If the drugs don’t have net benefits for patients, these disparities in access might not matter much in the long run. But a big focus on expensive drugs could make it more difficult to close more mundane gaps in dementia care that disproportionately affect marginalized Alzheimer’s patients. In the US, Medicare, the public health insurance program for older adults, doesn’t pay for the caregivers that many Alzheimer’s patients need, and communities tend to do a poor job of integrating those with cognitive impairments. These are fixable problems, but there’s scant energy to address them. “There’s something seductive about the idea of a pill or an infusion,” says Emily Largent, a bioethicist at the University of Pennsylvania. “It can definitely distract from the idea of interpersonal care.”
It’s been almost half a year since the FDA granted lecanemab accelerated approval, but so far, the drug has been nearly impossible to obtain. That seems likely to change soon: The FDA will meet to discuss a full approval for lecanemab next month. (Approval is still pending in Europe, and in the UK, it will also have to pass a cost-benefit test to be offered by the National Health Service.) Despite the risks and the difficulties involved in care, doctors do plan to offer lecanemab, and later donanemab, to patients who want them. “We’re not in the business of bashing hope,” Schneider says.
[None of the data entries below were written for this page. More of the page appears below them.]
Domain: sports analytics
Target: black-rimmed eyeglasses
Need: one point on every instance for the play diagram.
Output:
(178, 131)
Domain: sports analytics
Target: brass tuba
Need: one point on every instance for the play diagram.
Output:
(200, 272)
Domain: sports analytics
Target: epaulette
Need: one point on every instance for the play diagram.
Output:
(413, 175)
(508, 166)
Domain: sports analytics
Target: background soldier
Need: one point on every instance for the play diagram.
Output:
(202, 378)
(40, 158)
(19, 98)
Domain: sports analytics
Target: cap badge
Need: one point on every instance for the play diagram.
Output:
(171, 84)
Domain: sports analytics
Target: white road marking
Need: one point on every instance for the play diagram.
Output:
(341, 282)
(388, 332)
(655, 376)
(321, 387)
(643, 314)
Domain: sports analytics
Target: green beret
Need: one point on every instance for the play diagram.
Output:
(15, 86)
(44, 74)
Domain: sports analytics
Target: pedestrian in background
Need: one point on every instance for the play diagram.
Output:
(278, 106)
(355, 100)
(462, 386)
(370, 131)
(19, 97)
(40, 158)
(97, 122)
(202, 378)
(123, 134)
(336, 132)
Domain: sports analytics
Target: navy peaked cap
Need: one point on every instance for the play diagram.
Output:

That said, doctors have an essential role to play in helping patients decide whether these drugs are right for them. Clinicians will have to navigate the limited available data to explain the outcomes that patients can expect. It will then be up to the patients to decide whether the possible benefits outweigh the costs—in time, money, and health.
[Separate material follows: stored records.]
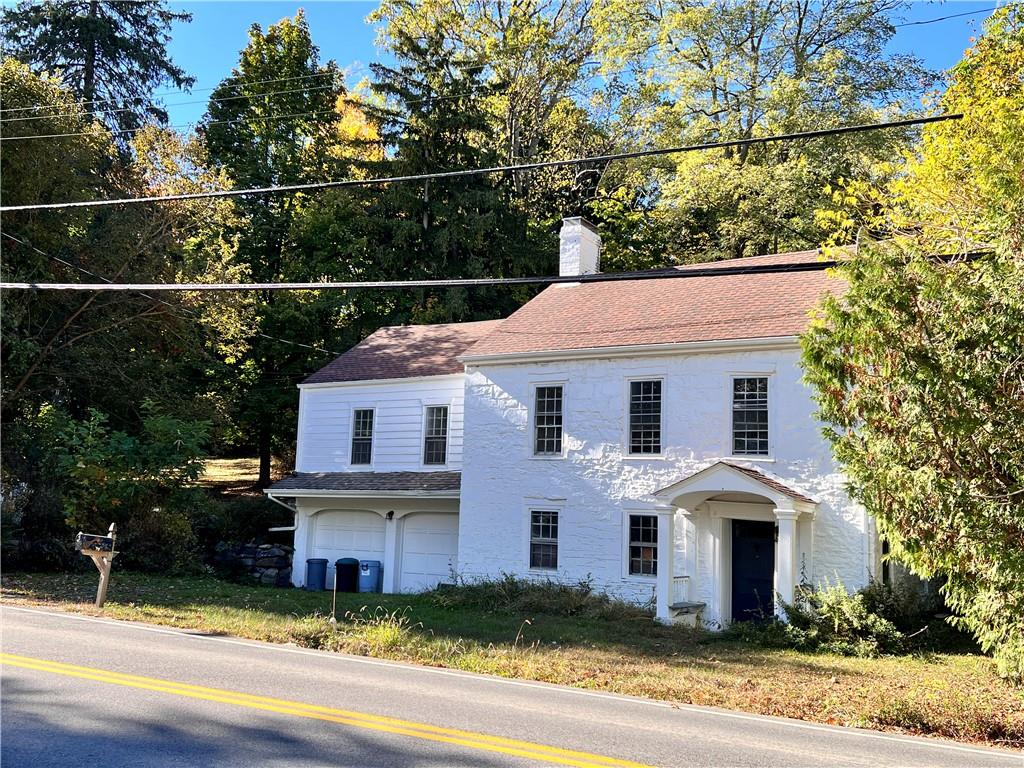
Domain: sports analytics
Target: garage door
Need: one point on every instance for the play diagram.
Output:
(429, 549)
(347, 534)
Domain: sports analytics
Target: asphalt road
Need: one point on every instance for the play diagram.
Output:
(78, 690)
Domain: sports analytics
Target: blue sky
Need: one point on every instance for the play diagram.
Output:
(208, 47)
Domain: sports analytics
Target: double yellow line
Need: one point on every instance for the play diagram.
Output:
(343, 717)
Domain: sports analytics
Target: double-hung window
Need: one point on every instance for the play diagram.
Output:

People may be willing to take on grave risks for the chance of slowing their disease. For patients and families, an Alzheimer’s diagnosis conjures images of debility and incontinence, of deep emotional wounds unintentionally dealt to loved ones, of losing oneself inside one’s own mind—it’s been called a “death before death.” When faced with such a fate, a Hail Mary treatment might seem appealing. Howard says he’s had patients tell him that they would do anything to fight the disease, even if it kills them.
But candidates for anti-amyloid therapies are so mildly impaired that they can typically maintain their pre-Alzheimer’s lifestyles for a period, and may live for a decade or more with their disease. If they are elderly, there’s a good chance something else will kill them before Alzheimer’s does. The idea that a life with Alzheimer’s is of so little value as to make any treatment worthwhile may be widespread, but it erases the rich lives that people with memory impairment lead.
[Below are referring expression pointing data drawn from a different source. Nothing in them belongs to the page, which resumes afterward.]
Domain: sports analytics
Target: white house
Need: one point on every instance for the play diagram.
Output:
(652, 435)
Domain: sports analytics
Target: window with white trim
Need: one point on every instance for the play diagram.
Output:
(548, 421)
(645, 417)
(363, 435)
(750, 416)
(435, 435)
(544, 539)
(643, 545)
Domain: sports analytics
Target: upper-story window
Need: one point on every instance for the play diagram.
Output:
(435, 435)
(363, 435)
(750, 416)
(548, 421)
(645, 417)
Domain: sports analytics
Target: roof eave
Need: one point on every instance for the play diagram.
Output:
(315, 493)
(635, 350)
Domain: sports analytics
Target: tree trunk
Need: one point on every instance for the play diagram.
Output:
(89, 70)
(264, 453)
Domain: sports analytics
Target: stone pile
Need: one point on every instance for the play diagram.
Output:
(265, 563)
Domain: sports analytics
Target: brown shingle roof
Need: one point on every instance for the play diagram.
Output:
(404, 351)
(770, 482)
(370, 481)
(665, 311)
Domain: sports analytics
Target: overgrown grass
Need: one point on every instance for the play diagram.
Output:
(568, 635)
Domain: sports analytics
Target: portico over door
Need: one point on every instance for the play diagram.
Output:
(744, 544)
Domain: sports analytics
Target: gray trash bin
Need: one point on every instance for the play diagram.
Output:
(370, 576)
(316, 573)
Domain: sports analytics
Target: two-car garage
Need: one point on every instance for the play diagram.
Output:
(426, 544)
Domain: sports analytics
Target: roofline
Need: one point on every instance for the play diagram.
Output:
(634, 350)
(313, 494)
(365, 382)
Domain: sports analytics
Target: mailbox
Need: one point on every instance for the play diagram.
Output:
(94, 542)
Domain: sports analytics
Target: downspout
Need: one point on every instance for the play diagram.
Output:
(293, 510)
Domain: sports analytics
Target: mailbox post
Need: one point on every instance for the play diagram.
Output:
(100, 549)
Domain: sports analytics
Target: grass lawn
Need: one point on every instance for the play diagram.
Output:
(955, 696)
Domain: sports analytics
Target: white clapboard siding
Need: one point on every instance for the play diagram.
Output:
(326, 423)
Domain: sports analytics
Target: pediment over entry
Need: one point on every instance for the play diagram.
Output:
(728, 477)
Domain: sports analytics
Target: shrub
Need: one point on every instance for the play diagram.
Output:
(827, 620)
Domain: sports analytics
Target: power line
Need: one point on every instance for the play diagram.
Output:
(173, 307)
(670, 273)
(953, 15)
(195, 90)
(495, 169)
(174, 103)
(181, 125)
That only adds to the tragedy of each death caused by lecanemab and donanemab. “People with mild dementia, even moderate dementia, can live extremely fulfilling, happy lives,” Howard says. “Those people who died in those trials, those [were] people at the very, very early stages of their dementia. They still had years of reasonable life ahead of them.”
Updated 5-24-2022 12:00 pm ET: What may happen to patients after they finish their course of lecanemab was clarified.